J2で“22番目のチーム”町田の快進撃。相馬監督が選手に説く「チャレンジャー精神」

2016年05月20日 郡司 聡

昇格争いに加わる町田。一度はチームを離れた相馬監督の手腕がJ2で花開く。

町田を率いて3シーズン目となる相馬監督。チームは13節を終了して2位と快進撃を続ける。写真:滝川敏之(サッカーダイジェスト写真部)

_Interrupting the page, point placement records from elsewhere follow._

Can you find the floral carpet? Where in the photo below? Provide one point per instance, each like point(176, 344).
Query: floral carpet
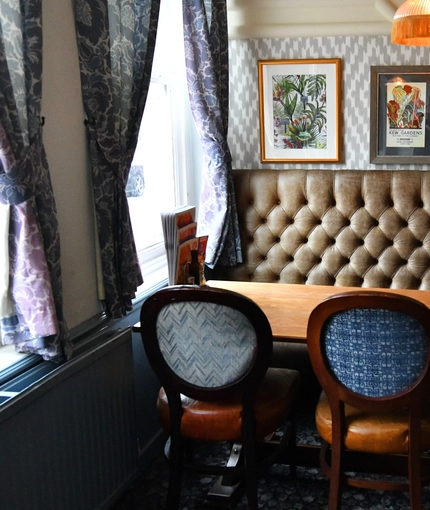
point(276, 490)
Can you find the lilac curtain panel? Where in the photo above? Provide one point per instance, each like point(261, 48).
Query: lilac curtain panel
point(206, 60)
point(32, 310)
point(116, 41)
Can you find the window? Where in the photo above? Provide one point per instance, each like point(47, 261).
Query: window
point(164, 154)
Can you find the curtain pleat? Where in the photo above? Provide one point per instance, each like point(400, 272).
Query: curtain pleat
point(32, 305)
point(206, 60)
point(116, 42)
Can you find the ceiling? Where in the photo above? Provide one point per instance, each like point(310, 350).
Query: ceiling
point(255, 19)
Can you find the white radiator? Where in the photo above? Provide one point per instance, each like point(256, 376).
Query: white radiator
point(69, 441)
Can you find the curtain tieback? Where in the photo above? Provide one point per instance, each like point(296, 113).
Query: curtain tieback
point(17, 184)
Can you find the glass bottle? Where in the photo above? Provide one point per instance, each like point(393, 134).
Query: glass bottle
point(194, 267)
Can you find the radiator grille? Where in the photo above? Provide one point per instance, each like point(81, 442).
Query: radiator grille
point(69, 442)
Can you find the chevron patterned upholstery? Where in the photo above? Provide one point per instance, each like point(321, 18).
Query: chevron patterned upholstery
point(211, 349)
point(226, 347)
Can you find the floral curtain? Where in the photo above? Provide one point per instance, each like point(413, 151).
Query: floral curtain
point(116, 41)
point(206, 60)
point(31, 307)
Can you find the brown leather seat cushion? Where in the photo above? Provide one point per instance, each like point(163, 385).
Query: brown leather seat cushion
point(214, 421)
point(372, 433)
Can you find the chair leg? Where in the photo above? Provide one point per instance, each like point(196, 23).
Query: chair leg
point(335, 493)
point(251, 477)
point(175, 473)
point(292, 448)
point(414, 472)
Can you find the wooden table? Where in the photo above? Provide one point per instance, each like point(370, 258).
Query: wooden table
point(288, 306)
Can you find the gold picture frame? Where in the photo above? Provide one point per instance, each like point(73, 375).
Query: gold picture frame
point(300, 110)
point(399, 115)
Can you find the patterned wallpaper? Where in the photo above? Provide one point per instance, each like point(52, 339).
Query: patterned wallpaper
point(358, 53)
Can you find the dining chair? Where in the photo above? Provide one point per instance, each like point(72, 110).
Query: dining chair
point(370, 352)
point(210, 349)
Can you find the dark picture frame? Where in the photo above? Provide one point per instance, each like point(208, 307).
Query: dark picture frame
point(399, 115)
point(300, 102)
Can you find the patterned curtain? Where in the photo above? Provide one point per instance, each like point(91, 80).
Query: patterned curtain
point(206, 60)
point(31, 306)
point(116, 41)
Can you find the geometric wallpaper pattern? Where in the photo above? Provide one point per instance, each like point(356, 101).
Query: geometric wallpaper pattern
point(357, 53)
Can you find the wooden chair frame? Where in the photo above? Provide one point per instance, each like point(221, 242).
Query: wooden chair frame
point(247, 384)
point(415, 398)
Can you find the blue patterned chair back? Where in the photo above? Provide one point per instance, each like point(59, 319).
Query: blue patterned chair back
point(375, 352)
point(206, 344)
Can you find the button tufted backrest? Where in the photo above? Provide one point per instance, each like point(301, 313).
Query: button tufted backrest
point(334, 227)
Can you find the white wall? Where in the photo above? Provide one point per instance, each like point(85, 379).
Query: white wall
point(65, 143)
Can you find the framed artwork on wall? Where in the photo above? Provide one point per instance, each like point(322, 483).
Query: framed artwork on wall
point(400, 115)
point(300, 110)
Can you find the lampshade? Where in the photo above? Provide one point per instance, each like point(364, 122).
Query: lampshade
point(411, 23)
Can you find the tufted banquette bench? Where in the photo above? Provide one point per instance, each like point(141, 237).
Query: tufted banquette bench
point(360, 228)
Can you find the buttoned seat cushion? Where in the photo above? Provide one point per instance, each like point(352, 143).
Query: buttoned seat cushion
point(370, 432)
point(212, 421)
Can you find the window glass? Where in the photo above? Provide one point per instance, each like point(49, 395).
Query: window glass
point(164, 154)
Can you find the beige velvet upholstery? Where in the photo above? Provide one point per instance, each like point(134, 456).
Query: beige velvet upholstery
point(334, 227)
point(355, 228)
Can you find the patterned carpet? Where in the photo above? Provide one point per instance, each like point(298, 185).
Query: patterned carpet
point(276, 490)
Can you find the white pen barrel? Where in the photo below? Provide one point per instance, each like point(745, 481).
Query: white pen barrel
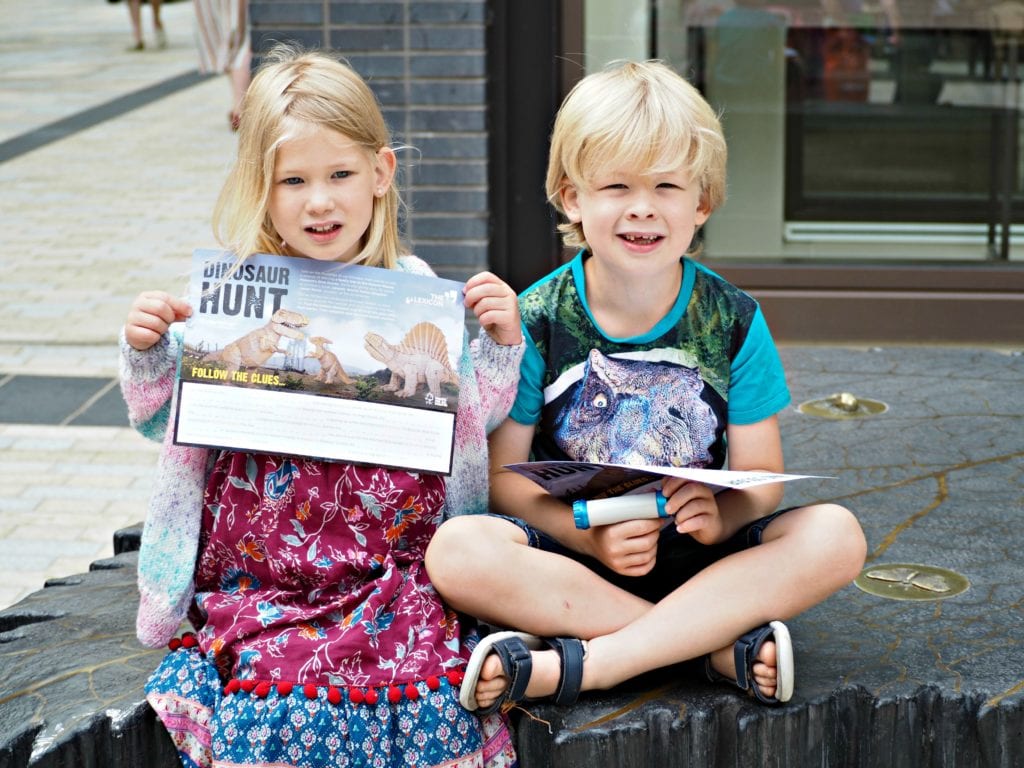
point(620, 508)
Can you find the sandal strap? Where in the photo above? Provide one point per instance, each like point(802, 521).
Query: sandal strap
point(744, 653)
point(517, 665)
point(571, 652)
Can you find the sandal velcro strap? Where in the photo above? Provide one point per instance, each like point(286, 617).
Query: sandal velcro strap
point(745, 651)
point(518, 666)
point(571, 653)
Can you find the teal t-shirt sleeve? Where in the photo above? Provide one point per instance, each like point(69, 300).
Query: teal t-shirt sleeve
point(757, 385)
point(529, 398)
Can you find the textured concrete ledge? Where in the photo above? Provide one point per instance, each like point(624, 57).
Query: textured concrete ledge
point(72, 676)
point(881, 683)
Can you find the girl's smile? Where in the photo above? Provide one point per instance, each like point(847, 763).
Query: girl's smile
point(323, 193)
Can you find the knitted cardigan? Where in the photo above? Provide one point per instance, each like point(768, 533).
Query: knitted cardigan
point(488, 375)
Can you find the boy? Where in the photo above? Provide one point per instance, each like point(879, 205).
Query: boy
point(637, 354)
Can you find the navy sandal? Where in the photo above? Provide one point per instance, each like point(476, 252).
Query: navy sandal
point(513, 649)
point(745, 654)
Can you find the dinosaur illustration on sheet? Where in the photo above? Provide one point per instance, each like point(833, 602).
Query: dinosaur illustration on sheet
point(255, 348)
point(421, 357)
point(330, 365)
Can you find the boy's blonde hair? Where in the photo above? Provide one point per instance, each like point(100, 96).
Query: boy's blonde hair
point(637, 115)
point(292, 91)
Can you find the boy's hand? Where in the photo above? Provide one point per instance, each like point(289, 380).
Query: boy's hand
point(695, 509)
point(151, 314)
point(629, 548)
point(495, 305)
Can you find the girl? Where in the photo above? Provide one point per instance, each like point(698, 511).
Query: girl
point(351, 659)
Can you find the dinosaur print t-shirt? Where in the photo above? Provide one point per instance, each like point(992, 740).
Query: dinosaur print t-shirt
point(664, 397)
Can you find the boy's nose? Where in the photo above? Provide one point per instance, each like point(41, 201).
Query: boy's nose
point(640, 208)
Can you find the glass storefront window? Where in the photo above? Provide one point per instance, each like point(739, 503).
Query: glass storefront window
point(884, 129)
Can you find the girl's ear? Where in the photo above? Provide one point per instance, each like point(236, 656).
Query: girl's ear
point(702, 214)
point(386, 165)
point(569, 197)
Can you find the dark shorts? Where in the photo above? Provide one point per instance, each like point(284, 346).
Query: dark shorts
point(680, 557)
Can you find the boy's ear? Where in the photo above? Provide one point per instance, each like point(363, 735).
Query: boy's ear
point(570, 203)
point(386, 165)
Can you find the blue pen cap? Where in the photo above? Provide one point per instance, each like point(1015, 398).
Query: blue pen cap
point(662, 501)
point(580, 516)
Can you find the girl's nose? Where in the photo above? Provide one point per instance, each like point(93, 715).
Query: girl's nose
point(320, 200)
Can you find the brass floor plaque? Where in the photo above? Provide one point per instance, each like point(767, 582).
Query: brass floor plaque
point(911, 582)
point(842, 406)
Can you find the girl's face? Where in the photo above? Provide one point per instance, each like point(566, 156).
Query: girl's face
point(322, 194)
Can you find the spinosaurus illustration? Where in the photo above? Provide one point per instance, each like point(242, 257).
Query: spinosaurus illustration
point(330, 365)
point(420, 357)
point(255, 348)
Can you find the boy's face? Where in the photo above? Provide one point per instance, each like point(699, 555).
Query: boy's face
point(637, 220)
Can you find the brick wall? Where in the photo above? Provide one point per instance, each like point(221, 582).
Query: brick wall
point(425, 61)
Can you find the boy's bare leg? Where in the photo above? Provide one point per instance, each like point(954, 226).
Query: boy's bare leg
point(807, 554)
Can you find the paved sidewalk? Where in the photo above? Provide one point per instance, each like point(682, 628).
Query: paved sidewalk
point(90, 219)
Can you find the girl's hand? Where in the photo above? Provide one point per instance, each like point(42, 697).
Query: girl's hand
point(695, 509)
point(496, 307)
point(151, 314)
point(629, 548)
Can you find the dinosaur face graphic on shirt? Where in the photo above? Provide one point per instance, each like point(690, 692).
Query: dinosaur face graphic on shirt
point(635, 412)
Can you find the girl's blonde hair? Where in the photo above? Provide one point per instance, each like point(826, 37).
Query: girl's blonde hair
point(294, 90)
point(638, 115)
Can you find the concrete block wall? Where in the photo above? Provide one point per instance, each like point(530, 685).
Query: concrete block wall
point(425, 61)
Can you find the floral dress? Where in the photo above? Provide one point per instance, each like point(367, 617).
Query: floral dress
point(321, 641)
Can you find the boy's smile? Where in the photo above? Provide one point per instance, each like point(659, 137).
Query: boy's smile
point(625, 214)
point(323, 192)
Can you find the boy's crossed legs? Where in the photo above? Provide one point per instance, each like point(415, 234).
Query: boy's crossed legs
point(484, 566)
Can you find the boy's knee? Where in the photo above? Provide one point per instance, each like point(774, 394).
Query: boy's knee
point(842, 530)
point(454, 551)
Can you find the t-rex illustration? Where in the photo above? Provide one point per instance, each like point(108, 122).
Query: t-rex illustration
point(330, 365)
point(421, 357)
point(255, 348)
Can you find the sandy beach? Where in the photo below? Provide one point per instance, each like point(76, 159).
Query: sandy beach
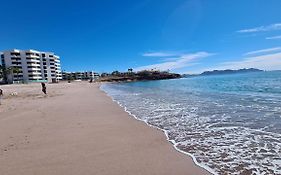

 1年でのJ2復帰を目指した2013シーズン、FC町田ゼルビアはJFLで4位に終わった。失意に暮れた2013年から再起を図る翌シーズン、誰を新監督に据えるのか――。
 
 2013シーズンが終わったあと、強化部長に就任した丸山竜平氏の腹積もりは、2010シーズン以来となる相馬直樹監督復帰の"一本釣り"で決まっていた。かくして2014シーズンの指揮権は、2010年以来の監督復帰となる相馬氏に託された。あれから3年。相馬監督の手腕はいま、J2で花開こうとしている。
 
 現役時代、理論派で鳴らした相馬監督が標榜するチームコンセプトのキーワードは、コンパクトな陣形の守備ブロックと素早い攻守転換。最終ラインは高いライン設定を維持し、チーム全体では選手同士の距離を詰めながらコンパクトな陣形を構築する。
 
 例えば相手がボールポゼッションをしている際にはコンパクトな3ラインで守備ブロックを築き、ボールサイドに人数をかけてボールを奪う守備戦術がチームの基軸となっている。そして局面では激しい球際の攻防からボールを奪い取り、素早い攻守の切り替えと味方を追い越す動きでショートカウンターを仕掛ける。
 
 こうした相馬監督が標榜するスタイルは、"キワ"の攻防にこだわり、ディテールの追求が勝利につながることを信じて、真摯に対戦相手と向き合うものだ。町田はチャレンジ精神旺盛なサッカーで着実に勝点を積み重ねている。